Pas de quoi décourager Bereket Desta, qui aimerait tant accompagner son copain Mohammed à Londres. Lui n’est pas au repos. Son dernier bon résultat remonte à janvier dernier, quand il est allé arracher une deuxième place sur 800 mètres à Bordeaux. En 1’45’60. Pas assez pour se qualifier aux JO. Il aura peut-être sa chance sur 400 mètres, où son temps de 45’79 lui offre une qualification en catégorie B synonyme, pour sa fédération, d’une autorisation à concourir pour un unique athlète. Avec de meilleurs temps, en catégorie A, le pays peut envoyer jusqu’à trois sportifs. Pour l’heure, la fédération éthiopienne n’a officiellement rien décidé. Elle a jusqu’au 9 juillet pour rendre sa liste d’athlètes. Bereket ne perd pas espoir: «Je sais que les Ethiopiens sont très connus sur les longues distances, mais je m’entraîne dur pour montrer que mon pays peut aussi rivaliser sur d’autres épreuves.»

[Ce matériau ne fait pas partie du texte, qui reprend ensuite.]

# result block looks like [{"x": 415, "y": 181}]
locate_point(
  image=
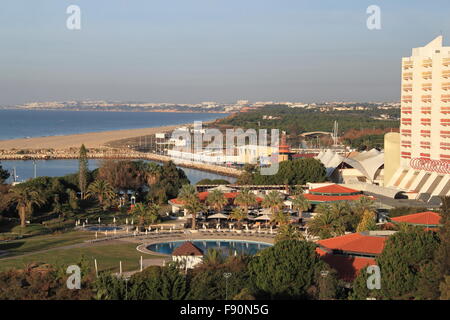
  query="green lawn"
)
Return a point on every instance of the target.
[
  {"x": 43, "y": 242},
  {"x": 108, "y": 257}
]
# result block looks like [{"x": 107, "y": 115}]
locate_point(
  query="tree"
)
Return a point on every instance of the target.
[
  {"x": 238, "y": 214},
  {"x": 26, "y": 198},
  {"x": 326, "y": 223},
  {"x": 4, "y": 174},
  {"x": 274, "y": 201},
  {"x": 146, "y": 213},
  {"x": 286, "y": 270},
  {"x": 101, "y": 190},
  {"x": 191, "y": 203},
  {"x": 300, "y": 203},
  {"x": 217, "y": 200},
  {"x": 404, "y": 261},
  {"x": 246, "y": 199},
  {"x": 83, "y": 170},
  {"x": 288, "y": 232},
  {"x": 367, "y": 222}
]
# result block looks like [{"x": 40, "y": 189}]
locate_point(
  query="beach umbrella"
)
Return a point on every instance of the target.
[{"x": 264, "y": 217}]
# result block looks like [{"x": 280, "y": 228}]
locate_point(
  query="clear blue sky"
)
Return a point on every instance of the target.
[{"x": 201, "y": 50}]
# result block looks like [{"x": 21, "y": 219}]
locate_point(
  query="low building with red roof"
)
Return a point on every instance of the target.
[
  {"x": 188, "y": 255},
  {"x": 332, "y": 193},
  {"x": 350, "y": 253},
  {"x": 426, "y": 219}
]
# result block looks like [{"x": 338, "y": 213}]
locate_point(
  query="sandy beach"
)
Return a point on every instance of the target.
[{"x": 90, "y": 140}]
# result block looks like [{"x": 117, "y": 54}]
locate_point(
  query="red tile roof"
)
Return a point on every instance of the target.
[
  {"x": 354, "y": 243},
  {"x": 202, "y": 196},
  {"x": 334, "y": 188},
  {"x": 187, "y": 249},
  {"x": 347, "y": 267},
  {"x": 320, "y": 198},
  {"x": 422, "y": 218}
]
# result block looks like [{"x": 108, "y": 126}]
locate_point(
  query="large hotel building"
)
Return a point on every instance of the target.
[{"x": 424, "y": 168}]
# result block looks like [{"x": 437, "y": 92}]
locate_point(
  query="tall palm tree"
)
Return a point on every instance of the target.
[
  {"x": 101, "y": 190},
  {"x": 216, "y": 199},
  {"x": 152, "y": 173},
  {"x": 327, "y": 223},
  {"x": 26, "y": 198},
  {"x": 191, "y": 203},
  {"x": 274, "y": 201},
  {"x": 238, "y": 214},
  {"x": 300, "y": 203},
  {"x": 245, "y": 199}
]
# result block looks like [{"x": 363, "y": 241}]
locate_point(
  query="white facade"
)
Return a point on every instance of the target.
[{"x": 425, "y": 123}]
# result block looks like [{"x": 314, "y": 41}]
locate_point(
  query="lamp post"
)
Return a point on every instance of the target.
[{"x": 226, "y": 275}]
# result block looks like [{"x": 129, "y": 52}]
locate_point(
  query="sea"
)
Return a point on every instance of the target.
[{"x": 39, "y": 123}]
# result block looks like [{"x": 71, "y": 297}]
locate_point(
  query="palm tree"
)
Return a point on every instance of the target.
[
  {"x": 300, "y": 203},
  {"x": 26, "y": 198},
  {"x": 146, "y": 213},
  {"x": 327, "y": 223},
  {"x": 274, "y": 201},
  {"x": 288, "y": 232},
  {"x": 101, "y": 190},
  {"x": 238, "y": 214},
  {"x": 245, "y": 199},
  {"x": 152, "y": 173},
  {"x": 217, "y": 200},
  {"x": 191, "y": 203}
]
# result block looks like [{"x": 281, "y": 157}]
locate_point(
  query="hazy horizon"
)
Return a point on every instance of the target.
[{"x": 209, "y": 50}]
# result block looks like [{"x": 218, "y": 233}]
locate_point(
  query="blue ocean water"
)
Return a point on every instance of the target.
[
  {"x": 57, "y": 168},
  {"x": 40, "y": 123}
]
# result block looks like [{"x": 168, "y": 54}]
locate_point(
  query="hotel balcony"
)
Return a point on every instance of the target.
[
  {"x": 445, "y": 134},
  {"x": 445, "y": 146},
  {"x": 445, "y": 110},
  {"x": 407, "y": 65},
  {"x": 406, "y": 122},
  {"x": 425, "y": 144},
  {"x": 446, "y": 62},
  {"x": 427, "y": 75},
  {"x": 427, "y": 63},
  {"x": 407, "y": 76},
  {"x": 407, "y": 110},
  {"x": 425, "y": 133},
  {"x": 426, "y": 98},
  {"x": 407, "y": 87},
  {"x": 425, "y": 121},
  {"x": 406, "y": 144},
  {"x": 406, "y": 132},
  {"x": 425, "y": 110},
  {"x": 407, "y": 99},
  {"x": 426, "y": 87},
  {"x": 406, "y": 155}
]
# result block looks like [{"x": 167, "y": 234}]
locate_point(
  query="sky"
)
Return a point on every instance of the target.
[{"x": 189, "y": 51}]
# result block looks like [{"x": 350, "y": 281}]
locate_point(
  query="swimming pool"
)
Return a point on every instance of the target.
[
  {"x": 103, "y": 228},
  {"x": 226, "y": 246}
]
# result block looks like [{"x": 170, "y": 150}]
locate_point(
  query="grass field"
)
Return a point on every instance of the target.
[
  {"x": 108, "y": 257},
  {"x": 43, "y": 242}
]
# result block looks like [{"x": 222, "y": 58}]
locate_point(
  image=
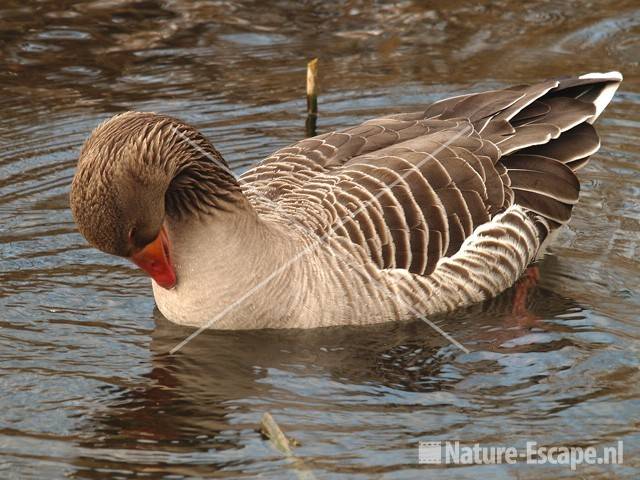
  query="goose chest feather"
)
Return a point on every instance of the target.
[{"x": 404, "y": 215}]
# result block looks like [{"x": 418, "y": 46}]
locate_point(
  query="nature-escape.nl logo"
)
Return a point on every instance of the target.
[{"x": 453, "y": 452}]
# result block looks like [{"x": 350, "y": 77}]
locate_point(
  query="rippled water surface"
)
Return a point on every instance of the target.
[{"x": 87, "y": 388}]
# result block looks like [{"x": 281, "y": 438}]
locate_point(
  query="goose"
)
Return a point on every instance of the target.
[{"x": 406, "y": 215}]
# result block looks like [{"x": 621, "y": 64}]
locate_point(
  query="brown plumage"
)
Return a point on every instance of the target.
[{"x": 442, "y": 207}]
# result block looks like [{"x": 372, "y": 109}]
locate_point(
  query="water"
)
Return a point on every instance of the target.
[{"x": 88, "y": 390}]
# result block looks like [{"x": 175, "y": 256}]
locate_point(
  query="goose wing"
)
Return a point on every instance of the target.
[{"x": 408, "y": 189}]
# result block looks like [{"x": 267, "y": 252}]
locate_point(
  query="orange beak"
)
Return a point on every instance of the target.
[{"x": 155, "y": 259}]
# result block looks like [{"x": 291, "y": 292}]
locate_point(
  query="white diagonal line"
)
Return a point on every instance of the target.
[
  {"x": 315, "y": 244},
  {"x": 383, "y": 288}
]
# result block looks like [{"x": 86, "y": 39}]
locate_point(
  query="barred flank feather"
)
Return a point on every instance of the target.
[{"x": 420, "y": 185}]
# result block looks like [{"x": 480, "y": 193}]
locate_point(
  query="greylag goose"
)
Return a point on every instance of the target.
[{"x": 402, "y": 216}]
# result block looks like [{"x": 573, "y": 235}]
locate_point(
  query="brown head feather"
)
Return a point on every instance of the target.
[{"x": 138, "y": 167}]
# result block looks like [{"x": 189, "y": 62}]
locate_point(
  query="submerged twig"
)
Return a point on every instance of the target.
[
  {"x": 270, "y": 429},
  {"x": 312, "y": 97}
]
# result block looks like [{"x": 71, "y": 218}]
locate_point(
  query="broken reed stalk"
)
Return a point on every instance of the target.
[
  {"x": 272, "y": 431},
  {"x": 312, "y": 97}
]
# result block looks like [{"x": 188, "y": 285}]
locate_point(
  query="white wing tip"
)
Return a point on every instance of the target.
[
  {"x": 607, "y": 92},
  {"x": 614, "y": 75}
]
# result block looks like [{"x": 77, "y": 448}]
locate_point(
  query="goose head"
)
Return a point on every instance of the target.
[{"x": 135, "y": 172}]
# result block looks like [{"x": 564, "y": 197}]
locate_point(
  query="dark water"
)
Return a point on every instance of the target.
[{"x": 87, "y": 388}]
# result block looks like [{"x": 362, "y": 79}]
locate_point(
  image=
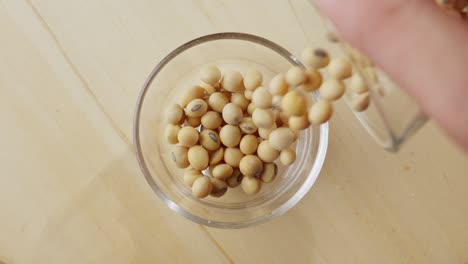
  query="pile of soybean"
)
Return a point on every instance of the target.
[{"x": 231, "y": 129}]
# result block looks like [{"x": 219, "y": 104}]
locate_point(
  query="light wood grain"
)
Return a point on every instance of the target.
[{"x": 71, "y": 190}]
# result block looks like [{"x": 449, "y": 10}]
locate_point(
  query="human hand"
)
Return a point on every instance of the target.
[{"x": 421, "y": 47}]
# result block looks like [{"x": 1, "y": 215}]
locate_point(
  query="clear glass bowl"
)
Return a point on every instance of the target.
[{"x": 180, "y": 70}]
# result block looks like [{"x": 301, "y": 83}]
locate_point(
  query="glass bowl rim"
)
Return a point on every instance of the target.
[{"x": 293, "y": 200}]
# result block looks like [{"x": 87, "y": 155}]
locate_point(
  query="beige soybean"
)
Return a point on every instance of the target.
[
  {"x": 235, "y": 179},
  {"x": 180, "y": 156},
  {"x": 278, "y": 85},
  {"x": 170, "y": 133},
  {"x": 276, "y": 101},
  {"x": 358, "y": 85},
  {"x": 340, "y": 69},
  {"x": 233, "y": 156},
  {"x": 265, "y": 132},
  {"x": 211, "y": 120},
  {"x": 320, "y": 112},
  {"x": 193, "y": 121},
  {"x": 233, "y": 81},
  {"x": 314, "y": 80},
  {"x": 315, "y": 58},
  {"x": 263, "y": 118},
  {"x": 201, "y": 187},
  {"x": 219, "y": 187},
  {"x": 248, "y": 144},
  {"x": 287, "y": 156},
  {"x": 294, "y": 103},
  {"x": 332, "y": 89},
  {"x": 252, "y": 80},
  {"x": 270, "y": 170},
  {"x": 222, "y": 171},
  {"x": 248, "y": 126},
  {"x": 360, "y": 102},
  {"x": 296, "y": 76},
  {"x": 240, "y": 100},
  {"x": 266, "y": 152},
  {"x": 210, "y": 74},
  {"x": 209, "y": 89},
  {"x": 248, "y": 94},
  {"x": 195, "y": 92},
  {"x": 251, "y": 108},
  {"x": 174, "y": 114},
  {"x": 196, "y": 108},
  {"x": 209, "y": 139},
  {"x": 191, "y": 175},
  {"x": 217, "y": 101},
  {"x": 251, "y": 185},
  {"x": 262, "y": 98},
  {"x": 188, "y": 136},
  {"x": 299, "y": 122},
  {"x": 232, "y": 114},
  {"x": 281, "y": 138},
  {"x": 230, "y": 136},
  {"x": 251, "y": 165},
  {"x": 216, "y": 156},
  {"x": 198, "y": 157}
]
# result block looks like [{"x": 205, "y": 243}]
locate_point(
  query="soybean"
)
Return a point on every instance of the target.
[
  {"x": 248, "y": 126},
  {"x": 195, "y": 92},
  {"x": 216, "y": 156},
  {"x": 263, "y": 118},
  {"x": 295, "y": 76},
  {"x": 233, "y": 156},
  {"x": 211, "y": 120},
  {"x": 222, "y": 171},
  {"x": 175, "y": 114},
  {"x": 180, "y": 156},
  {"x": 251, "y": 185},
  {"x": 251, "y": 165},
  {"x": 235, "y": 179},
  {"x": 209, "y": 139},
  {"x": 281, "y": 138},
  {"x": 332, "y": 89},
  {"x": 278, "y": 85},
  {"x": 219, "y": 187},
  {"x": 232, "y": 114},
  {"x": 196, "y": 108},
  {"x": 294, "y": 103},
  {"x": 270, "y": 170},
  {"x": 240, "y": 100},
  {"x": 288, "y": 156},
  {"x": 266, "y": 152},
  {"x": 252, "y": 80},
  {"x": 210, "y": 74},
  {"x": 233, "y": 81},
  {"x": 170, "y": 133},
  {"x": 198, "y": 157},
  {"x": 248, "y": 144},
  {"x": 230, "y": 136},
  {"x": 190, "y": 176},
  {"x": 188, "y": 136}
]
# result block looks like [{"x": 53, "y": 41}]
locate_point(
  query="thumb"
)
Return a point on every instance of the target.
[{"x": 421, "y": 47}]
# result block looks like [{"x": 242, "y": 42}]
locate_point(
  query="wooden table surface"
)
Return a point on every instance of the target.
[{"x": 71, "y": 190}]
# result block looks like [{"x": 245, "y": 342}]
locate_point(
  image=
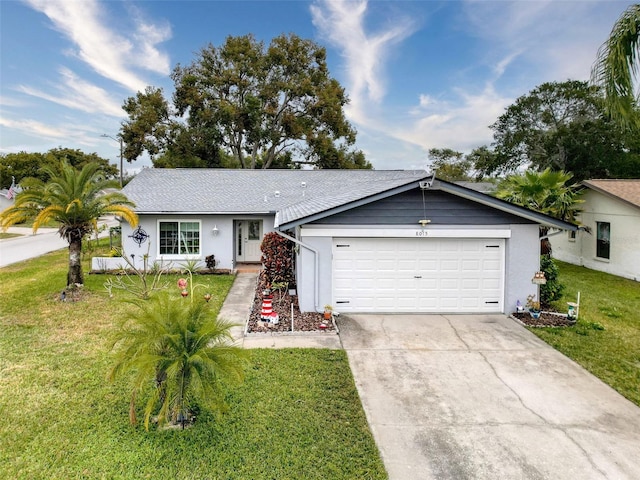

De son côté, Mohammed Aman, pas vraiment taillé pour descendre sous les 800 mètres, admet lorgner le 1500 mètres. En Ethiopie, la renommée grandit avec la distance parcourue. D’autant que ces vedettes potentielles évoluent dans un monde très différent de leurs coéquipiers fondeurs, qui vont, de meeting en meeting, décrocher de gros chèques. Mohammed Aman touche 1300 birrs (68 francs suisses) de son club de province, auxquels s’ajoutent 300 birrs (15 francs) de la Fédération à titre de défraiement pour le transport. Bereket Desta semble plus débrouillard puisqu’un «manager en Europe» lui dégoterait du matériel. Et encore, ces deux-là peuvent s’estimer vernis. La veille, dans le même stade, Mazmur Tadesse achève une dernière ligne droite, enfile un bas de survêtement et engloutit une bouteille d’eau. Salarié de son club, ce policier spécialiste du 400 mètres a intégré l’équipe nationale il y a deux ans avec un record à 52 secondes. Loin derrière les 43’18 de Michael Johnson. «Je dois faire du 48-49 secondes pour pouvoir sortir du pays.» Mais «nous n’avons pas de bons entraîneurs, ni de bon matériel. Ceux des longues distances sont mieux équipés et encadrés», râle-t-il. Lui doit composer avec les 1000 birrs (52 francs) que son club lui verse tous les mois. La Fédération lui défraie le transport jusqu’au stade. Point barre.

Son collègue des 100 et 200 mètres, Wotere Gaicha, s’assoit à son tour sur le banc déglingué et prend le relais des complaintes. Dans un anglais approximatif, il enchaîne les reproches envers la préférence de sa fédération donnée aux coureurs de fonds «qui font plein de compétitions en Europe et en Asie»: «Nous, les sprinters, on reste en Ethiopie.» Avec un salaire mensuel de 1500 birrs (77 francs), dans son cas, et un invraisemblable record personnel à 10’03 sur 100 mètres. Ou alors, il déroulait pendant l’entraînement… Passe une partie de l’équipe nationale de marathon. En petites foulées dans des chaussures et survêtements de qualité. Le contraste avec l’équipement du sprinter est criant. Et encore. De l’autre côté du stade, des perchistes s’escriment à sauter au-dessus d’une barre à 3 mètres de haut. Ils soulèvent un nuage de poussière à chaque fois qu’ils s’écrasent sur un vieux matelas. Bousculer des traditions athlétiques ne se fait pas en un jour.